Por primera vez, una mujer dirige el Penitenciario

Scioli y Casal al inaugurar ayer una Alcaidía Departamental que propiciará el cierre de todos los calabozos de comisarías en la capital provincial, Berisso y Ensenada.
Scioli y Casal al inaugurar ayer una Alcaidía Departamental que propiciará el cierre de todos los calabozos de comisarías en la capital provincial, Berisso y Ensenada.
Buenos Aires - El gobernador Daniel Scioli designó ayer a Florencia Piermarini como nueva titular del Servicio Penitenciario de la provincia, lo que la convirtió en la primera mujer en estar al frente de ese organismo.

Piermarini, que es abogada y trabajaba en la Subsecretaría de Política Criminal bonaerense, reemplaza así a Marcelo Pernici, quien falleció días atrás.

La funcionaria destacó que «el objetivo del Servicio Penitenciario es profundizar las tareas en materia de educación y reinserción laboral de quienes se encuentran privados de su libertad». «Apostaremos al cierre de calabozos y a no tener más detenidos en las comisarías de la provincia de Buenos Aires», anunció.

En paralelo, y hombro a hombro con el ministro de Justicia y Seguridad, Ricardo Casal, Scioli habilitó ayer la Alcaidía Departamental La Plata II, y aseguró que así se deja «atrás la historia de los detenidos en comisarías de La Plata, Berisso y Ensenada».

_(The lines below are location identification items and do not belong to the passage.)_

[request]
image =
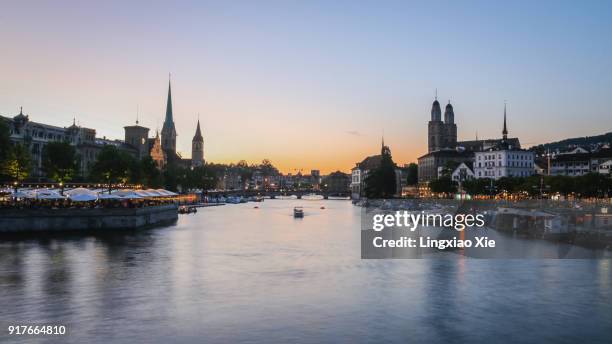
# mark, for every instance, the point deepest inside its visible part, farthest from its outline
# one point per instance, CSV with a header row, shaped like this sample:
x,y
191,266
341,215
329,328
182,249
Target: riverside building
x,y
162,149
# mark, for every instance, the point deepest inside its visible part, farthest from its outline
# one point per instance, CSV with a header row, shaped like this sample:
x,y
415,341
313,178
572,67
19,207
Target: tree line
x,y
60,163
588,185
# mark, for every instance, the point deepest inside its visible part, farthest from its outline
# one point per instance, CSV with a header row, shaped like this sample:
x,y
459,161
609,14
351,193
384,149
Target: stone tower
x,y
197,148
136,136
168,130
450,128
435,128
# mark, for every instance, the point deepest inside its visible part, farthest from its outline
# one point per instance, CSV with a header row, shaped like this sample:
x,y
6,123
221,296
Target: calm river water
x,y
237,274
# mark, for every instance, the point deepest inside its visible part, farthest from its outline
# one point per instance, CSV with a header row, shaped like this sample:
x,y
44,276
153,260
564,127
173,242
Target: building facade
x,y
445,150
504,160
35,136
441,134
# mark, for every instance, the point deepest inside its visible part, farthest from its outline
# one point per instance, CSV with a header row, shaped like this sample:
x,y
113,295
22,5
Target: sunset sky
x,y
307,84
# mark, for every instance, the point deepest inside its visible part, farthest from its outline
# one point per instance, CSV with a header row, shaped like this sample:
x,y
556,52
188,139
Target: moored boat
x,y
298,212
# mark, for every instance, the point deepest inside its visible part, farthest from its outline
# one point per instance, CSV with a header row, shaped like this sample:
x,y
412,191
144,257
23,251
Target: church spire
x,y
168,129
169,118
505,131
198,136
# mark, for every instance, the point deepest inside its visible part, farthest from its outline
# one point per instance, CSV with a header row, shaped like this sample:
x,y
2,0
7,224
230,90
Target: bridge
x,y
275,193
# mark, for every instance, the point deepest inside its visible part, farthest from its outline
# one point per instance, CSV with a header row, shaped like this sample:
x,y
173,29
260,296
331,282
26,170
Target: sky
x,y
310,84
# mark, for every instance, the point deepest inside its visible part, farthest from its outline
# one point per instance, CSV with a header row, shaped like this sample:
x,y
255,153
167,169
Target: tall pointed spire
x,y
169,118
198,136
505,131
168,129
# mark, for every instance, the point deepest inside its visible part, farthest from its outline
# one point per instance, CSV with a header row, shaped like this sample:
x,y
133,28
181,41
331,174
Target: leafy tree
x,y
18,163
449,167
5,147
267,169
443,184
477,186
413,174
381,182
111,166
59,161
151,175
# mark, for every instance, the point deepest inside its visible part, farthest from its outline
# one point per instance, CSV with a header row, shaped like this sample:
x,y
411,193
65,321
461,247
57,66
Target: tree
x,y
449,167
59,161
443,185
151,175
412,174
111,166
5,148
478,186
267,169
381,182
203,178
18,163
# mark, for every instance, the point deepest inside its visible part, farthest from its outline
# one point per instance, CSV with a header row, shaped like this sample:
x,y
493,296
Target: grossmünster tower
x,y
442,134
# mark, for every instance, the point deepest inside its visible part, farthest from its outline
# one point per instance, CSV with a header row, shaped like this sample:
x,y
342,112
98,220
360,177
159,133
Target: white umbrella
x,y
153,193
48,194
107,196
84,197
80,191
22,194
127,194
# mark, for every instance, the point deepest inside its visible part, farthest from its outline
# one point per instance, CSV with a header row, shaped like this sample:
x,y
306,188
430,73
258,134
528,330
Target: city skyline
x,y
324,81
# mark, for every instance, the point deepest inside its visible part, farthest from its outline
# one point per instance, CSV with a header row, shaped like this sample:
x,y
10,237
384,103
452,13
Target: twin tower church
x,y
163,149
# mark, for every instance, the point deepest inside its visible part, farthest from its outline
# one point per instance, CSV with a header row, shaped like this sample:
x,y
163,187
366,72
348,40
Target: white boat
x,y
312,197
298,212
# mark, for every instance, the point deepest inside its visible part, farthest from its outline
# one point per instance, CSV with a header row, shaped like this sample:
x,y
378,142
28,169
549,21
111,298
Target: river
x,y
234,274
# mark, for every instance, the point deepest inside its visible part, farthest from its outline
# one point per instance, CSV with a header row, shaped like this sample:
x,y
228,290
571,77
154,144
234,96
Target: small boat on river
x,y
298,212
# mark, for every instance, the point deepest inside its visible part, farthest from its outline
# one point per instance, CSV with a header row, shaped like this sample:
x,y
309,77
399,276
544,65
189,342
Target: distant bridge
x,y
274,194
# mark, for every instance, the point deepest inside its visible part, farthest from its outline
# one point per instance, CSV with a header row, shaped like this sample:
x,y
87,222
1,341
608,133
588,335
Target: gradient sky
x,y
311,84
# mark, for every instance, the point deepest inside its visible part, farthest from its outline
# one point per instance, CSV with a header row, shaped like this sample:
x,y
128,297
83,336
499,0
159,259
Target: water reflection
x,y
238,274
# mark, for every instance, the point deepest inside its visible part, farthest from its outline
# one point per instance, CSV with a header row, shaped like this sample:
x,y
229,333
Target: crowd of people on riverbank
x,y
83,199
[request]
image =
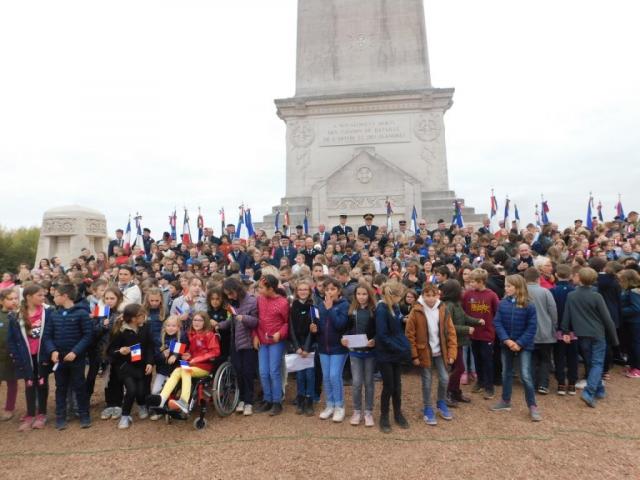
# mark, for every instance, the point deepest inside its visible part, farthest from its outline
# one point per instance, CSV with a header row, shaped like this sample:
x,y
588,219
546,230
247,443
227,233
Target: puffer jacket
x,y
68,330
516,323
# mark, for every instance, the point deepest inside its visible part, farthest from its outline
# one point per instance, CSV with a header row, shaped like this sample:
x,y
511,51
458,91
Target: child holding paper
x,y
301,315
362,321
131,351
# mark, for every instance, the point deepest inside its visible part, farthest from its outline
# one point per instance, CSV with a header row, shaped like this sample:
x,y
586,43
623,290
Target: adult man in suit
x,y
117,242
368,230
342,228
284,250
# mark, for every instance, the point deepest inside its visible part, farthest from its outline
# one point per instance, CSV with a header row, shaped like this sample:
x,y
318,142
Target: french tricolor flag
x,y
136,353
177,347
100,311
185,366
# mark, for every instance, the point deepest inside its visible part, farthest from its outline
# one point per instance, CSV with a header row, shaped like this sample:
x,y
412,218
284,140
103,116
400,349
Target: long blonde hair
x,y
522,293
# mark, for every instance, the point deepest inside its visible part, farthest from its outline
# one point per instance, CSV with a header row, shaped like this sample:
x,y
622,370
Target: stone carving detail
x,y
59,226
364,174
427,127
364,202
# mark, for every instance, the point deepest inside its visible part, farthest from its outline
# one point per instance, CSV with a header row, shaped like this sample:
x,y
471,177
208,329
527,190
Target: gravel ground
x,y
571,440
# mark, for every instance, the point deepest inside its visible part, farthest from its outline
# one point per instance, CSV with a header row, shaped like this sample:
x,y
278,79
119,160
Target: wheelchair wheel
x,y
225,391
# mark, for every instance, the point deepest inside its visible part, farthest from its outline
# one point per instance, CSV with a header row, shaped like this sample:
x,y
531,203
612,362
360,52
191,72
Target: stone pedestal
x,y
67,230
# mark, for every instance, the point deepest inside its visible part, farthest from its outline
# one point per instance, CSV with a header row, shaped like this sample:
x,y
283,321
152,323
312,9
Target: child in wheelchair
x,y
197,362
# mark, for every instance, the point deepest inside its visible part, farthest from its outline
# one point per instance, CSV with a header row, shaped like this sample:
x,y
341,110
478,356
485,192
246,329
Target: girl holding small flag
x,y
131,351
196,362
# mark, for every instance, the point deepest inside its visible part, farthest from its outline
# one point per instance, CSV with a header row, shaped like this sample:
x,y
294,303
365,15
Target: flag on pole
x,y
100,310
457,214
136,352
305,222
177,347
200,226
173,223
414,219
186,230
589,213
600,216
127,237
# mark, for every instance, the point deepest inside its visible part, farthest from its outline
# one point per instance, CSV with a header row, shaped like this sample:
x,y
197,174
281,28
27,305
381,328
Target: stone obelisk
x,y
365,124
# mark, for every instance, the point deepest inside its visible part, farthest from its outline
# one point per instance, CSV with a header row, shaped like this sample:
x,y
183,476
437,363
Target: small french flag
x,y
136,353
100,311
177,347
185,366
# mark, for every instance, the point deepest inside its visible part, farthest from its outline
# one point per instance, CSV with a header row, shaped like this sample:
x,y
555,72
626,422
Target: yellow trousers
x,y
179,374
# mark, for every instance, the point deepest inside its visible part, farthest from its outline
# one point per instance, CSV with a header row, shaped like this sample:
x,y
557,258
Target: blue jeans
x,y
270,363
362,372
593,352
306,382
525,375
332,366
443,380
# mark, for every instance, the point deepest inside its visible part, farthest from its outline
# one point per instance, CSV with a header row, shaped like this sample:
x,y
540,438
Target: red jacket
x,y
203,347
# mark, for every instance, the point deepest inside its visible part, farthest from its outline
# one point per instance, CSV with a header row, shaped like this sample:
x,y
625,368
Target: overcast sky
x,y
127,106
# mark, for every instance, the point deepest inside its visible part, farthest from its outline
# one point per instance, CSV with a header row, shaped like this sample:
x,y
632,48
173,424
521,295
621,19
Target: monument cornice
x,y
422,100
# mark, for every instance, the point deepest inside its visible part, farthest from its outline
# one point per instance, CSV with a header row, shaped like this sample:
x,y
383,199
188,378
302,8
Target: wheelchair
x,y
220,388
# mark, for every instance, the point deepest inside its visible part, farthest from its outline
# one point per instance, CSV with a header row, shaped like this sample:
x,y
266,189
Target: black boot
x,y
308,406
385,426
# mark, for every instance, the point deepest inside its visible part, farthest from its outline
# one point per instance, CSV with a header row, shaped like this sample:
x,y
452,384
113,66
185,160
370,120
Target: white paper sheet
x,y
296,363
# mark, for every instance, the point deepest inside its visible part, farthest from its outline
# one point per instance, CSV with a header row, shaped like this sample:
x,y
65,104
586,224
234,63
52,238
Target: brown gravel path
x,y
572,440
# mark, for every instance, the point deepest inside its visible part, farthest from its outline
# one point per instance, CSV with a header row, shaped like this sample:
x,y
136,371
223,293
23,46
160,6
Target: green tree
x,y
18,246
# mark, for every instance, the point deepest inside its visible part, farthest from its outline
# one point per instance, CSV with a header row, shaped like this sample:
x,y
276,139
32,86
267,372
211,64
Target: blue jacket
x,y
331,326
516,323
68,330
392,344
18,346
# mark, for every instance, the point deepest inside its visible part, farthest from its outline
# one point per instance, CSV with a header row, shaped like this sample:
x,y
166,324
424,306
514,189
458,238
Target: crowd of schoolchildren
x,y
468,306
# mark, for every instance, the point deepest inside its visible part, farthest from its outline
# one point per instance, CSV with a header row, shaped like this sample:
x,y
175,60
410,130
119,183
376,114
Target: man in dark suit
x,y
342,228
368,230
117,242
284,250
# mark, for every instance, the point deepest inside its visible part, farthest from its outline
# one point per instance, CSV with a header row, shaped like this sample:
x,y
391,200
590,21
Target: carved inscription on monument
x,y
364,130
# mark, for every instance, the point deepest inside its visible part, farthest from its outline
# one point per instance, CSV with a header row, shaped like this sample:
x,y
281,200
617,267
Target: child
x,y
392,348
114,390
587,315
203,347
8,305
362,321
269,337
66,338
547,318
432,338
131,351
565,355
516,326
301,315
482,303
333,355
451,294
166,360
25,335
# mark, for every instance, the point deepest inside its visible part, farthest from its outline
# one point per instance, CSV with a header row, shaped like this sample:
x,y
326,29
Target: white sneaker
x,y
106,413
338,414
326,413
125,422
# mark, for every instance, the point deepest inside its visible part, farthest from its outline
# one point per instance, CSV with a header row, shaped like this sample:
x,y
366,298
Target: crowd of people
x,y
466,305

El mandatario sostuvo que «una provincia grande se construye con más seguridad y generando ámbitos propicios para la reinserción de aquellos que incumplieron la ley».

Condiciones

Scioli además puso en valor el programa que fue, según remarcó, «destacado por la ONU, y que apunta a la sustitución progresiva del alojamiento en comisarías y mejorar las condiciones de detención».

El gobernador también remarcó la necesidad de «evitar que las comisarías sean utilizadas como unidades penitenciarias, ya que traen aparejado el hacinamiento y epidemias que lesionan la dignidad del hombre». «Con más policías en la calle, ocupados en la prevención del delito, tendremos una provincia más segura», recalcó.

El exvicepresidente además ponderó el cierre de los calabozos de 150 comisarías durante 2011, «que se complementa con las más de nueve mil plazas penitenciarias con las que logramos la reducción a 900 de la cantidad de detenidos en comisarías, la cifra más baja de los últimos 20 años».